I had a lot of time to think about my kids and about my relationship with their father on my drive home. It made me realize that I forgot to include a very important component in the last post about maintaining your sense of self. It's important to pay attention to your partner. You decided to have children because you love each other. Many couples get so involved in raising their children, they forget to continue being in love. When I talk about being in love, I'm not talking about that all consuming passion that happens in the beginning. I'm talking about the slow growing comfort and dependence on each other, though the passion is important, too. Your partner should be your best friend. If they're not, something is wrong.
My husband and I had our daughter less than two years after getting together. We were young, adventurous and carefree, traveling around the country, playing music along the way with big hopes and dreams. When we discovered I was pregnant, we happily traded that carefree life for a more settled one, though settled had a different definition for us than for most people. We decided that I would be a stay-at-home mom, and I loved doing that. It had it's disadvantages too, though. I was living in Santa Cruz, California and had very little community, having moved there from Connecticut. I was still very shy and became stir-crazy very quickly. I didn't know about mom's groups or story hours at local libraries, so I immersed myself in being the best mother and housekeeper I could be but did it all alone. That was my first mistake.
I spent all of my days with my baby girl, taking her for walks, singing and reading to her and propping her up on the kitchen table while I baked bread or cooked other yummy things. Her dad worked a full-time job as a cook. It was very stressful, and he didn't love his job. When he came home, he wanted to relax in peace and quiet. I'd had no adult conversation all day and almost lunged at him verbally. Of course, he hated this. I also wanted a break from entertaining a baby and expected him to rush over and scoop our daughter up. You can easily see, this was a recipe for disaster. Over time, I learned to let him debrief first, but those early days were difficult.
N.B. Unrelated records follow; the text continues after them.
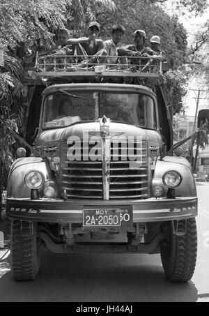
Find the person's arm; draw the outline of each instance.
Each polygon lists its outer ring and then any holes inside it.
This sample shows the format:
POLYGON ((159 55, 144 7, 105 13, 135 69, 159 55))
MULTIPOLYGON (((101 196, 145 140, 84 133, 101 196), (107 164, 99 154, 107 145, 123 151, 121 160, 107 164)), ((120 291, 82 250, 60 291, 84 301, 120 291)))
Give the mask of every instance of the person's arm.
POLYGON ((103 50, 104 47, 104 42, 102 40, 99 40, 98 41, 98 52, 100 52, 100 50, 103 50))
POLYGON ((160 54, 156 54, 153 50, 149 47, 146 47, 146 52, 142 54, 143 57, 153 58, 155 59, 162 61, 162 57, 160 54))
POLYGON ((67 45, 82 44, 82 43, 88 43, 88 37, 80 37, 79 38, 70 38, 67 40, 67 45))

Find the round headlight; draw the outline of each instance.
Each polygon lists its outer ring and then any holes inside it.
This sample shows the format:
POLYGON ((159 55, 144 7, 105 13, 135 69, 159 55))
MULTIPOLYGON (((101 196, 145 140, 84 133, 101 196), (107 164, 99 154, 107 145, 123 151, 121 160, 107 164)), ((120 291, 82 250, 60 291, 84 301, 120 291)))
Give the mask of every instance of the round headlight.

We became so overwhelmed with just trying to survive financially and otherwise, we forgot about each other. We still played music and wrote songs together, but it became more of a job. We'd lost sight of the things we loved, including each other. We never went out together unless our children came with us, though most of that was due to economics and lack of support. What we didn't realize is that we didn't have to go out on dates to acknowledge our love. We forgot to have meaningful conversations. We talked about problems, money, the kids, but never talked about life, politics or other non-family oriented topics. We kept moving further and further away from each other emotionally and eventually ... physically. We soon became angry, not really at each other, just at our situations, and took it out on each other.
If I could do it all over, I would make time for the man I loved. I would be physically close to him noticing that I was tired but also noticing the love we shared. I would remember to have conversations that didn't involve my complaining about the woes of the day. But, I would also make time to listen to his woes and ask him to listen to mine, too. I would find other parents with whom we could trade babysitting and ask him to go for walks with me, remembering that it isn't necessary to spend money to enjoy each other's company. I would remember to praise his efforts whether or not I thought they were enough and find ways to encourage change that didn't involve criticism. It's easy to look back and see all the things that I would change, and I have changed many of those with subsequent partners, but that's why I'm writing this post, so that you don't have to look back later with the same regrets. It's not easy. Our relationships are always hard work whether they are friendships or love affairs, but they are worth every effort. Our love can easily stagnate when we throw children into the mix. I hope you don't let that happen to you.